While the draft guidance reiterates a preference for fiber to the premise (FTTP) projects in existing program guidance, it permits state subgrants to LEO satellite service providers and ground-based fixed wireless providers using unlicensed spectrum for projects where FTTP would require such a large degree of subsidization (up to 75% of project costs) -- or a lack of interest from service providers -- that states would be challenged to connect all premises to service meeting specifications for minimum throughput and reliability as required by the BEAD program. Accordingly, the draft revised guidance states these “alternative technologies” can to be used when it would be “less expensive” to do so.
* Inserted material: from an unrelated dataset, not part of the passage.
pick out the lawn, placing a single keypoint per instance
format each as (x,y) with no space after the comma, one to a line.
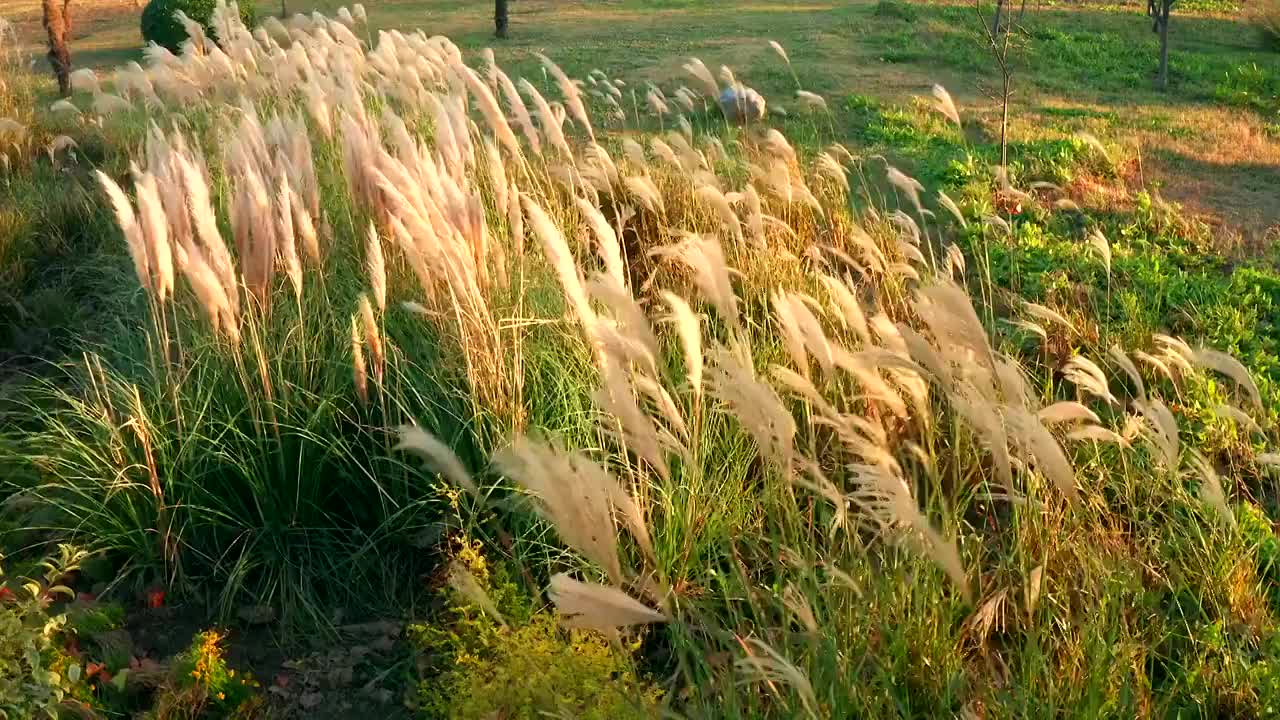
(338,378)
(1082,65)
Moreover, the draft guidance would bar states from funding projects where LEO satellite or fixed wireless service meeting minimum service specifications already exists or is being subsidized by another government program, which could potentially render large portions of the nation ineligible for BEAD subsidies.

The draft guidance would authorize states to use their grant funds to make subgrants to these providers to help customers pay for non-recurring installation and premise equipment costs, which for LEO service can run several hundred dollars. However, it’s unclear whether these services would meet the existing BEAD program guidance requiring states to ensure subgrant funded projects offer service at rates affordable to low and middle income households.